Regatear vs negociar
Lo primero implica presionar el precio hasta donde se pueda, muchas veces sin considerar el valor real del servicio, el esfuerzo operativo o la relación a largo plazo. Es pensar en el “ahorita”, en salir del paso y exprimir lo más posible una sola operación. ¿Te vinieron a la cabeza un par de clientes?
Negociar, en cambio, es sentarse a la mesa con una visión amplia: entender intereses, capacidades, riesgos y beneficios para ambas partes. Es construir acuerdos sostenibles, donde el negocio fluye y se ejecuta bien, no solo se firma.
Al final, cuando se negocia, ganan las dos partes. Hay un interés real por crear negocio y, sobre todo, por ejecutarlo correctamente. Cuando se regatea, muchas veces lo único que se espera es que el evento pase rápido, que “no dé problemas” y sacar el poco provecho posible de algo que nació desbalanceado.
La clásica
“Te doy este evento porque vienen muchos más”. Esta frase es uno de los grandes clásicos de la industria y casi siempre es sinónimo de regateo. Decir “hagamos este evento porque luego vienen muchos más” sin una estrategia clara, sin compromisos reales y sin condiciones bien definidas, solo traslada el riesgo al proveedor.
Negociar significa:
- Darle al proveedor un evento bien ganado, con márgenes sanos
- Cumplirlo correctamente
- Y entonces sí, negociar el segundo o tercer evento con mejores condiciones para ambas partes, basados en volumen real, eficiencia operativa y confianza construida.

Desbalance
Hay una regla sencilla que rara vez falla: cuando una de las partes siente que ganó demasiado y la otra siente que perdió, el acuerdo está roto. En la industria de reuniones, donde todo depende de personas, equipos y ejecución impecable, los acuerdos desbalanceados siempre terminan cobrando factura en: tiempos, calidad y actitud, o en relaciones que no vuelven a repetirse.
En Paralelo Meetings & Events trabajamos activamente para evitar prácticas abusivas y fomentar relaciones sanas con nuestros proveedores. Algunos ejemplos concretos:
- Presupuestos claros y realistas, alineados al alcance real del evento; competitivos y alineados a nuestra calidad.
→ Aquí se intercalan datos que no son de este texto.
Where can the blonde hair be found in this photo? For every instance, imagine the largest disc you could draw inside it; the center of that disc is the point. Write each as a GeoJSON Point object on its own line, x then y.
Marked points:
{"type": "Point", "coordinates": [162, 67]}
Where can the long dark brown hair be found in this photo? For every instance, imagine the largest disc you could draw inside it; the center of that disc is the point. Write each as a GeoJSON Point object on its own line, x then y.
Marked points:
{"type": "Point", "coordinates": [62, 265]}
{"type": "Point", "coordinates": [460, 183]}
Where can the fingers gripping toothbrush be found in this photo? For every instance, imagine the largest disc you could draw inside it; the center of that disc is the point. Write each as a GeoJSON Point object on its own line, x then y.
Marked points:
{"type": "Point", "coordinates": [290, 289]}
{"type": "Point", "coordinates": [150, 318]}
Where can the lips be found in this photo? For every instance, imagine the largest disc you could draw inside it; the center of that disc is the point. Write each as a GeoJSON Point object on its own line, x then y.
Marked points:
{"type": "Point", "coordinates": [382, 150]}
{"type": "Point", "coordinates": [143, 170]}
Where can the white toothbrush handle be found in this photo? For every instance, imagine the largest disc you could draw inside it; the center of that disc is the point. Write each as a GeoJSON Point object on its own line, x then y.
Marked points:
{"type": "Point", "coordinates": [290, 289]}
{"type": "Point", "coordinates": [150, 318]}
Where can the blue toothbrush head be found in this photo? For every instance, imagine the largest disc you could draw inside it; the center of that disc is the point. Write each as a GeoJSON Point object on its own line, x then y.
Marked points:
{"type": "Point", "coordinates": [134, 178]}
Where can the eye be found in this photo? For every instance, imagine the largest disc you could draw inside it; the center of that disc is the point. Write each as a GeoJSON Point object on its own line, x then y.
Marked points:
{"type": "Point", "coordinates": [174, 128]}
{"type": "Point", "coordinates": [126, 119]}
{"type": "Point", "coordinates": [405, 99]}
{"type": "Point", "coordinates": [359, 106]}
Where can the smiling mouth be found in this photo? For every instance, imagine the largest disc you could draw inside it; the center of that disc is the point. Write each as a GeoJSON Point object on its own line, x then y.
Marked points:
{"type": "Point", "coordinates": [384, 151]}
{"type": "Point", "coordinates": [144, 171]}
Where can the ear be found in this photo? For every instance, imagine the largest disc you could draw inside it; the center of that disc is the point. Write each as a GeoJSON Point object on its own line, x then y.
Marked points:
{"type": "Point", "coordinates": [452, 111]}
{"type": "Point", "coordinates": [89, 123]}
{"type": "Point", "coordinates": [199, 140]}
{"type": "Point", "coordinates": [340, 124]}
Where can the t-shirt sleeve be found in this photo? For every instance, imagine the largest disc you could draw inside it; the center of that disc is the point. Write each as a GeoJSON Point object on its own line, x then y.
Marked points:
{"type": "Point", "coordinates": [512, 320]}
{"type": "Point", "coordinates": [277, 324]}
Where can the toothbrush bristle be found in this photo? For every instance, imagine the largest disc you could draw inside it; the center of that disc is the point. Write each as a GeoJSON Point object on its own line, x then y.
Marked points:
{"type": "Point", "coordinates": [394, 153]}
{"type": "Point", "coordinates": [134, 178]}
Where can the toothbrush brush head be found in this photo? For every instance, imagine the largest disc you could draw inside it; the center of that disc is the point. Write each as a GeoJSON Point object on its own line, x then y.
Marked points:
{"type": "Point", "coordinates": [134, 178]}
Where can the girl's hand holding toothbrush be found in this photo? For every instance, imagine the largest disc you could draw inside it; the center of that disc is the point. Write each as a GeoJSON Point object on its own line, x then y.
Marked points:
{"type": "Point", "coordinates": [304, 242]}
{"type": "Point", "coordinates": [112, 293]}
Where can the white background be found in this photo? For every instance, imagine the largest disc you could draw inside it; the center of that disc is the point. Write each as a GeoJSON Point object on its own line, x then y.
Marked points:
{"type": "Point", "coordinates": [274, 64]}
- Briefings completos para que cada proveedor cotice con información correcta, y sin “sorpresas” de último momento.
- Negociaciones basadas en volumen real, no en promesas vagas.
- Relaciones de largo plazo, donde el beneficio se construye evento tras evento, no en una sola operación.
- Respeto por los tiempos y pagos, porque eso también es parte de una buena negociación.
Creemos firmemente que una industria fuerte se construye con acuerdos justos, no con precios forzados. Porque al final, negociar no es pagar más, es pagar lo justo, ejecutar mejor y construir relaciones que valgan la pena. No es lo mismo pedir mejores costos con promesas que benefician a ambas partes, que regatear el precio con el único argumento de tomar la decisión.
*Director de Paralelo Meetings and Events, expresidente de MPI México.